Die Ausgabe eines digitalen Euro sollte die Stabilität des Finanzsystems nicht beschädigen, sagte Delgado am Freitag in einer Rede. Trotz eines robusten Bankensektors müssten die Folgen für die Branche bewertet werden. «Wir können die Elemente nicht ignorieren, die die Wettbewerbsfähigkeit und Rentabilität der Banken beeinträchtigen könnten». Die Europäische Zentralbank (EZB) will im Oktober entscheiden, ob sie mit dem Projekt in eine Vorbereitungsphase gehen will. Die EU-Kommission hatte Ende Juni ihren Gesetzesvorschlag für die Einführung eines digitalen Euro vorgelegt.

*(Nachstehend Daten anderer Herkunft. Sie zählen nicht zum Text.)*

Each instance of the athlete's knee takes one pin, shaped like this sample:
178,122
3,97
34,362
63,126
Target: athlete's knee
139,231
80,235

Es sei wichtig, die Gesamtauswirkungen eines digitalen Euro auf die Liquidität der Banken zu bewerten, wenn Geld von Bankkonten abgezogen und auf digitale Euro-Geldbörsen übertragen werde. Ein digitaler Euro würde eine Zahlungslösung bieten, die auf einer europäischen Infrastruktur aufsetze und in der gesamten Eurozone akzeptiert werde. Um die Finanzstabilität nicht zu schwächen, könne etwa eine Obergrenze von 3000 Euro für die Menge an digitalen Euro eingeführt werden, die Nutzer halten dürften. Ulrich Bindseil, EZB-Generaldirektor für Marktinfrastrukturen, hatte Anfang 2020 in einer viel beachteten Studie ein Limit in dieser Höhe ins Spiel gebracht. Dabei hatte er sich am durchschnittlichen Haushaltseinkommen in der Eurozone orientiert.
Delgado sitzt im Aufsichtsgremium der EZB-Bankenaufsicht. Sie und Bundesbank-Vizepräsidentin Claudia Buch gelten als Hauptanwärter für den Chefposten des EZB-Bankenaufsichtsarms SSM. Die fünfjährige Amtszeit von Andrea Enria an der Spitze der EZB-Bankenaufsicht läuft zum Ende des Jahres aus.